Yes, I’m still not in a pulpit anywhere, but I’ve been thinking about what I’d like to engage a church family with when I find a position. You know, how will we intentionally grab onto the whole God story and start some stuff?
I’v been thinking about it for a while actually… and I’ve mentioned it before and talked about it with some friends… I’d like to explore what it means to do ecclesiology according to Jesus, and not so much according to Paul. The American Heritage Dictionary says that ecclesiology is “The branch of theology that is concerned with the nature, constitution, and functions of a church.”
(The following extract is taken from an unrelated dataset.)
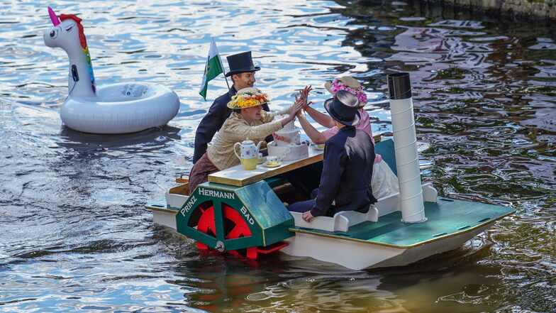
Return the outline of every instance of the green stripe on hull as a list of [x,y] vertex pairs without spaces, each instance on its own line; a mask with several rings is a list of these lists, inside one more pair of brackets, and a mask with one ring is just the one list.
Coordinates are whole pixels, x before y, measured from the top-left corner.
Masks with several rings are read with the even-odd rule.
[[348,232],[332,232],[303,227],[292,231],[365,241],[397,248],[410,248],[470,231],[509,215],[516,210],[482,203],[439,198],[438,202],[425,202],[423,223],[401,221],[398,211],[380,216],[377,222],[365,221],[350,227]]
I grew up in church doing ecclesiology, or “doing church,” almost exclusively with the Pauline letters and writings. Sure, throw in a little Jude and Peter now and again, but we mostly wrangled Paul’s stuf. And that sort of makes sense in a way… Paul was doing ecclesiology, and since that what we want and need to do (i.e. figuring out church), let’s start with him. But there is a problem with that approach. Paul did his ecclesiology a long time ago, in a very specific place and space. So, can we just cheat and copy his work?
Did you ever buy a college research paper online? Of course, I never did such a horrible thing, but again, it does make some sense. I mean, if someone else has already done a really good job of thoroughly examining the cash crop potential of raising Brazilian Emu in West Texas, why should I “re-invent the wheel?” You know the answer, don’t you… it’s because the actual content of the papers we wrote in college was most often secondary to the process and experience of doing the research and writing.
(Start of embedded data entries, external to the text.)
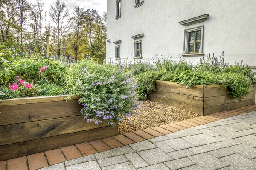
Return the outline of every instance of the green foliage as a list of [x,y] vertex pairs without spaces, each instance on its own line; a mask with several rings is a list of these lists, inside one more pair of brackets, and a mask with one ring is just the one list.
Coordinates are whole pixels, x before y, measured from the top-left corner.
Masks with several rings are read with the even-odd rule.
[[131,65],[129,66],[128,69],[131,74],[134,76],[149,70],[156,70],[156,68],[153,65],[145,62],[138,62]]
[[211,84],[209,78],[204,75],[191,70],[186,70],[177,75],[173,79],[173,81],[186,85],[189,88],[194,85],[209,85]]
[[102,117],[113,125],[132,113],[137,86],[125,69],[82,60],[70,67],[67,76],[72,94],[81,97],[81,112],[87,122],[97,124]]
Sure, let’s research and reference Paul as a master in the field, but let’s also do the heavy lifting with the source stuff he worked with… the Lord Christ. Instead of just copying Paul’s work, can we join in the field of ecclesiology and make some valuable contributions? At least for our own time, space and place?
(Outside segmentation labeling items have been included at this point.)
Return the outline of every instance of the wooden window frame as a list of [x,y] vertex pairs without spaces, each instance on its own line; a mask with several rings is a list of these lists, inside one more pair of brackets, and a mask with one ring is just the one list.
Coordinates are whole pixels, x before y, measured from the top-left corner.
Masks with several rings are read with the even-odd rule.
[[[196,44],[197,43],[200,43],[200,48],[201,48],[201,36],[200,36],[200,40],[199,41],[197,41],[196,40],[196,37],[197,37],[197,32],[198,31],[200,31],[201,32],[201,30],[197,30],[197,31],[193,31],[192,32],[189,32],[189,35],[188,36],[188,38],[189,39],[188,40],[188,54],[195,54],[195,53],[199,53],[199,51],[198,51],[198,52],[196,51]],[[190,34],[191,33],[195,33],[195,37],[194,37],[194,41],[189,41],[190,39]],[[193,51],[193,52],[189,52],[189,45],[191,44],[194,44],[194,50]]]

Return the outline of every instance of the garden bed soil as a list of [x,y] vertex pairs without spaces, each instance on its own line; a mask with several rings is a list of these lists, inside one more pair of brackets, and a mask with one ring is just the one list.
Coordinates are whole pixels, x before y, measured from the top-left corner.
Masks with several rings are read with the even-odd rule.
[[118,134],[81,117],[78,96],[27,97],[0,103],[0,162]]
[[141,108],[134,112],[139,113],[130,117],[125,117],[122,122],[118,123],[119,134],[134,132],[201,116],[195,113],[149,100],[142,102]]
One last thing, tonight… I don’t think that this exercise I’m wanting to do will unearth any amazing, long lost secrets of ecclesiology. In fact, I figure that most of the major ecclesiological ideas that Christ models and teaches will illicit a few “no duhs” on our best days and a few “oh yeah, I need to work on that” on our worst days. I do believe that we might recover a good center, a solid core of identity issues that actually mattered to our King. And wouldn’t that make it worth while?
I’m gonna sleep some, and then come back to this.